1st application: Induction 0.1 % intracutaneous
2nd application: Challenge other: nose only inhalation of aerosol
ADMINISTRATION/EXPOSURE 
- Induction schedule: days 0, 2, 4 (100 ul each)
- Challenge schedule: 4 subgroups, 4 animals each   
days 21/22/28 (control subgroup a)   
days 22/23/29 (treated subgroup a)   
days 23/24/30 (control subgroup b)   
days 24/25/31 (treated subgroup b)
- Concentrations used for challenge:    
first day: 10.2 mg/m3 test substance 30 min nose-only   
second day: 0.05; 0.15; 0.5 % Acetylcholine for 15 min each   
last day: 35.5 mg/m3 conjugate of test substance with guinea pig serum  albumin
EXAMINATIONS
- During sacrifice the trachea, lung and lung associated lymph nodes were  fixed and subjected to histopathological evaluation.  Lung weights were  also determined - Pilot study: assessment of the approximate irritant threshold  concentration

Challenge controls:

Validity of this animal model was assessed with the known human sensitizer Trimellitic Anhydride. Additional ACh challenge was performed to enhance identification of and distinction between specific as well as non specific airway hyperresponsiveness.

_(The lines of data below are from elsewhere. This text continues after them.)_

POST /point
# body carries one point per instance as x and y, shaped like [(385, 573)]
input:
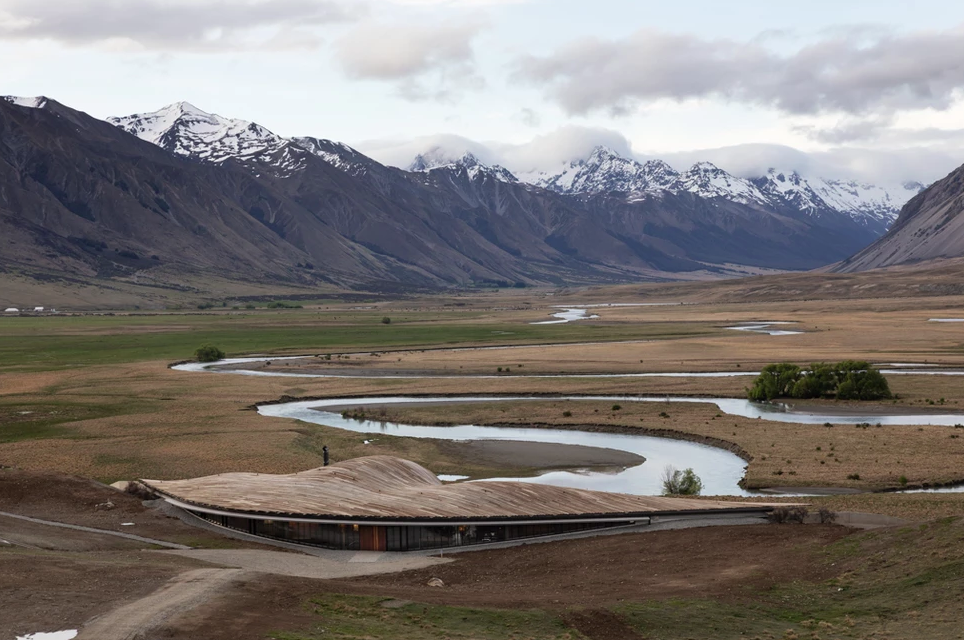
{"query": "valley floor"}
[(93, 396)]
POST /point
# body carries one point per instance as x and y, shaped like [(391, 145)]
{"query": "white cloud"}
[(195, 25), (422, 60), (854, 72)]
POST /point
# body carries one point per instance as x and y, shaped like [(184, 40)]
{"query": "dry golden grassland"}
[(131, 416)]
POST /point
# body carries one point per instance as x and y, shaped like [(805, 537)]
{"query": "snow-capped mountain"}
[(605, 171), (436, 158), (868, 204), (184, 129), (707, 180)]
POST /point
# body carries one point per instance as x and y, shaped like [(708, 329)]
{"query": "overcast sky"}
[(870, 89)]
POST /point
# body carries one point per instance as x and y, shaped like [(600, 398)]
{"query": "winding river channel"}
[(720, 470)]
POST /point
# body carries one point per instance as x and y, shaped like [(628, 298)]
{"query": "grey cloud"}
[(424, 61), (848, 130), (166, 24), (856, 73), (897, 163), (551, 150), (529, 117)]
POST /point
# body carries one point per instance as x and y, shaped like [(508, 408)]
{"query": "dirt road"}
[(182, 593)]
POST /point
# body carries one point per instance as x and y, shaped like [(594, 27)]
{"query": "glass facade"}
[(397, 538)]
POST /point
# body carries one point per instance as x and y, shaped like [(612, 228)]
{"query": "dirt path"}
[(63, 525), (338, 565), (180, 594)]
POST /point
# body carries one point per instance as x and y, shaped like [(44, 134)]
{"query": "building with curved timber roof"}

Positive control substance(s):

trimellitic anhydride (TMA)

Negative control substance(s):

other: vehicle (corn oil)

Results:

RESULTS OF PILOT STUDY: see test concentration RESULTS OF TEST - Sensitization reaction: High titer IgG1 antibody observed proved that  successful sensitization had occurred. However, 
when challenged, the  incidence of immediate-onset respiratory reactions was roughly the same  in all groups. No delayed-onset 
reactions, deaths or anaphylactic  reactions were observed. Challenge with acetylcholine did not evoke group  specific respiratory 
responses. - Clinical signs: No clinical signs or specific abnormalities were  observed at necropsy.

Positive control results:

Severe reactions were observed with trimellitic anhydride (CAS RN  552-30-7) when investigated with the current animal model, 
using the same  induction and challenged.

Negative control results:

no relevant reactions observed

no further remarks

Conclusions:

Under the conditions of this study the test item did not induce respiratory sensitization in guinea-pigs.

Executive summary:

Respiratory tract sensitization of guinea pigs following intradermal induction (1%, 100 µl) was examined in this study in accordance with the exposure criteria defined in OECD TG 403. High titer IgG1 antibody observed proved that successful sensitization had occurred. However, when challenged by nose only inhalation of aerosol at varying concentrations, the incidence of immediate-onset respiratory reactions was roughly the same in all groups. No delayed-onset reactions, deaths or anaphylactic reactions were observed. Challenge with acetylcholine did not show specific respiratory responses indicating that the animals were hyperrespondive to cholinergic acetylcholine stimuli. Severe reactions were observed with trimellitic anhydride (CAS No. 552-30-7) when investigated with the current animal model, using the equivalent induction and challenge. Under the conditions of this study the test item did not induce respiratory sensitization in guinea-pigs.